Researchers from US firm Genentech, MedGonome Labs and SGRF’s AgriGenome Labs, Wayanad Wildlife Sanctuary in Kerala and their peers from many universities in the US and Singapore participated in the study, along with Seshagiri’s team.
Outdated procedure
Antivenom that is currently in use is based on a process developed over 100 years ago and is produced by immunizing horses with extracted snake venom. This process suffers from a lack of consistency leading to serious side-effects and varying efficacy and ent also is a laborious process.
An author of the study, R Manjunatha Kini, Professor, National University of Singapore (NUS), Singapore said ” It is high time that we develop antivenom leveraging modern technologies like synthetic antibody development technologies, recombinant protein expression, and genomics. We have the blueprint needed to this from the Indian cobra genome and the catalog of target toxins. Venom also serves as a significant source of drug-like molecules. The genome of Indian cobra is no exception and it codes for toxin molecules that prevent blood clotting, reduce blood pressure and block pain.
Universal antivenom
The Chief Operating Officer of AgriGenome Labs, George Thomas said “The Indian cobra is the first snake to be sequenced among the ‘big four’ deadly snakes. This can effectively change the way antivenom is developed and is a major step towards understanding its venom components.”
Using this genomic blueprint for venom toxins to make recombinant proteins, to generate neutralizing antibodies and test them in the clinic would be the next step, said the scientists. Eventually, a universal antivenom can be developed by further sequencing other snake genomes and the information on additional toxins from these snakes that need to be targeted will be provided by the venom glands.
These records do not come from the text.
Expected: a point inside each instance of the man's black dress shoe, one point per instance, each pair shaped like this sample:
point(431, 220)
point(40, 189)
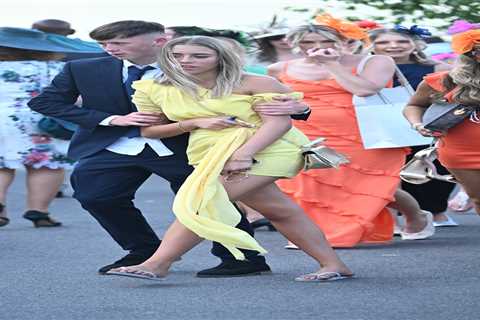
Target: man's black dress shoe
point(130, 259)
point(235, 268)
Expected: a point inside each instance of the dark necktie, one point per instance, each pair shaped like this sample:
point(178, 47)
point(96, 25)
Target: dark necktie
point(134, 74)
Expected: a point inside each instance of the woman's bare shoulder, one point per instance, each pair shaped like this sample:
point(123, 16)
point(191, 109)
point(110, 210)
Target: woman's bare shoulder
point(254, 84)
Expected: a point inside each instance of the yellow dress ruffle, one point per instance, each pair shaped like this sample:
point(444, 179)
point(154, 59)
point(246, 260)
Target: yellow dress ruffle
point(202, 203)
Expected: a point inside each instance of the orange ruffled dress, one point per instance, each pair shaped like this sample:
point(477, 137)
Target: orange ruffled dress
point(348, 204)
point(460, 147)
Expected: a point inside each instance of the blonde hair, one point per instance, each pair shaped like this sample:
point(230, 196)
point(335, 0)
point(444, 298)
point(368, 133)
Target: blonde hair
point(230, 66)
point(417, 56)
point(298, 33)
point(464, 78)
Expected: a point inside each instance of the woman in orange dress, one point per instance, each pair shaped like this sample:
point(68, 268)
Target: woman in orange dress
point(459, 147)
point(348, 204)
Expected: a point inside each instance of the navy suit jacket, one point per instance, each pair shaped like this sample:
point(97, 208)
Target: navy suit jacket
point(99, 82)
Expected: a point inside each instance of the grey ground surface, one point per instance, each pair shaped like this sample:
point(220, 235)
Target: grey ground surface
point(51, 274)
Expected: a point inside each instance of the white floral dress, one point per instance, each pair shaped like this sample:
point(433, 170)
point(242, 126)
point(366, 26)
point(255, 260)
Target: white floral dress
point(21, 142)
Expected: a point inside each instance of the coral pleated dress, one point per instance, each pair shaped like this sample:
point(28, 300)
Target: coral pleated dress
point(202, 204)
point(460, 147)
point(348, 204)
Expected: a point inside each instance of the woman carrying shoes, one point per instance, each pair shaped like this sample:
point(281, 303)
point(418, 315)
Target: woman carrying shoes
point(348, 204)
point(459, 147)
point(26, 66)
point(237, 154)
point(405, 46)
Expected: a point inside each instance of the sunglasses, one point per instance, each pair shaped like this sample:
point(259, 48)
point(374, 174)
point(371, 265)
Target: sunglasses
point(276, 38)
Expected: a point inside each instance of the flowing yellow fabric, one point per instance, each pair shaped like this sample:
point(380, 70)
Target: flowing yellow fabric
point(202, 204)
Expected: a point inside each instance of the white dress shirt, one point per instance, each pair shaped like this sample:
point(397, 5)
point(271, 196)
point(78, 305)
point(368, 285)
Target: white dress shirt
point(135, 145)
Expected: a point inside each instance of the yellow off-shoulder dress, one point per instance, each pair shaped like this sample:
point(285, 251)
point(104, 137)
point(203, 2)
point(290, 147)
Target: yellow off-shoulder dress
point(202, 204)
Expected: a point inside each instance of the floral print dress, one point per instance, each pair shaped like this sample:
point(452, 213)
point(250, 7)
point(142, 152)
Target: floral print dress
point(22, 143)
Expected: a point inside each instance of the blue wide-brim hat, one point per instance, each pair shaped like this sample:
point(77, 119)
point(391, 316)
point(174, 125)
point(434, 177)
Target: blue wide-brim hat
point(31, 39)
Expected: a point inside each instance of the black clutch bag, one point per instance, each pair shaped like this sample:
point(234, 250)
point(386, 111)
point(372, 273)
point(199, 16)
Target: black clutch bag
point(443, 116)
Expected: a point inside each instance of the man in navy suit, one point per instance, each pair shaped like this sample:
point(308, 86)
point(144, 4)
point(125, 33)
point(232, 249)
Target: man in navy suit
point(113, 159)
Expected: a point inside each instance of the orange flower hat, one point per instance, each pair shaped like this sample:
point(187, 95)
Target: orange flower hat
point(465, 42)
point(347, 29)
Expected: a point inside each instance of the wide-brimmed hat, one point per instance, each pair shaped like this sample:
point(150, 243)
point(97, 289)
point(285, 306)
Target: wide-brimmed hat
point(30, 39)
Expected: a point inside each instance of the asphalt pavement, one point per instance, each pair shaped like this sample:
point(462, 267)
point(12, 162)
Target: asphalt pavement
point(51, 274)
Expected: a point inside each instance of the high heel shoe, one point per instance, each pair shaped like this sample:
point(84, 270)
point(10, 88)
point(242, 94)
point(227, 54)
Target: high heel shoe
point(3, 220)
point(41, 219)
point(262, 223)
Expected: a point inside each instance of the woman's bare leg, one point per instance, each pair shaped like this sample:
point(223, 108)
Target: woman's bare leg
point(6, 179)
point(415, 220)
point(42, 186)
point(176, 241)
point(179, 240)
point(293, 223)
point(283, 213)
point(470, 180)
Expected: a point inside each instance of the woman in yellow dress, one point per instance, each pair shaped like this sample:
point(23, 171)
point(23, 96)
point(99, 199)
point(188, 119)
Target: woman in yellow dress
point(237, 154)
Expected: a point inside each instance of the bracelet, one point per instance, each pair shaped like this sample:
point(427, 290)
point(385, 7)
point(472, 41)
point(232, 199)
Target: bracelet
point(179, 123)
point(253, 160)
point(306, 110)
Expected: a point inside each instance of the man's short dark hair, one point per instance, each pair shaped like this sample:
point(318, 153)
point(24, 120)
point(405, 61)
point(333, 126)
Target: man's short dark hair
point(125, 29)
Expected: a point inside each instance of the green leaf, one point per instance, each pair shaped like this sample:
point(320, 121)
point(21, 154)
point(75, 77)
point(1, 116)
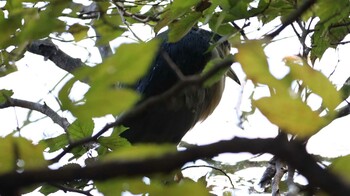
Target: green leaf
point(156, 187)
point(127, 65)
point(332, 27)
point(78, 31)
point(80, 129)
point(177, 9)
point(217, 76)
point(19, 153)
point(141, 151)
point(47, 189)
point(254, 63)
point(341, 167)
point(56, 143)
point(108, 28)
point(345, 89)
point(100, 102)
point(113, 142)
point(315, 81)
point(291, 114)
point(5, 95)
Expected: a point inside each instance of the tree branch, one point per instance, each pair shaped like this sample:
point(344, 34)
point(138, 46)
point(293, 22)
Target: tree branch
point(138, 109)
point(292, 152)
point(42, 108)
point(306, 4)
point(49, 50)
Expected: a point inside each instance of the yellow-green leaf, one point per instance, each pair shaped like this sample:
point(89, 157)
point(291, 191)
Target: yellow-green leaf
point(341, 166)
point(254, 63)
point(291, 114)
point(5, 94)
point(315, 81)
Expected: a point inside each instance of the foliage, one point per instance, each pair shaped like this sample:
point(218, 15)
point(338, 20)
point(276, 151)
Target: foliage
point(324, 25)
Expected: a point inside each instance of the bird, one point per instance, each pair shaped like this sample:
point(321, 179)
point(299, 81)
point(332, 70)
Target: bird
point(168, 121)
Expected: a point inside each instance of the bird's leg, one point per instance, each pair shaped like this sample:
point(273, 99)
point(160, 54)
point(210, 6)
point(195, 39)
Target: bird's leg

They said, “In less than 2-3 years and by testing in trials rapidly, we believe we can produce a synthetic humanized antivenom.”
A researcher with the Indian Institute of Science, Bengaluru, Karthik Sunagar said “With the state-of-the-art sequencing technologies, this is the first genome of Indian snake to be sequenced. Such a high-quality genome will be a great resource for understanding the evolution of this medically important snake and its venom repertoire and it could also be very beneficial for the next-generation recombinant antivenoms’ innovation.”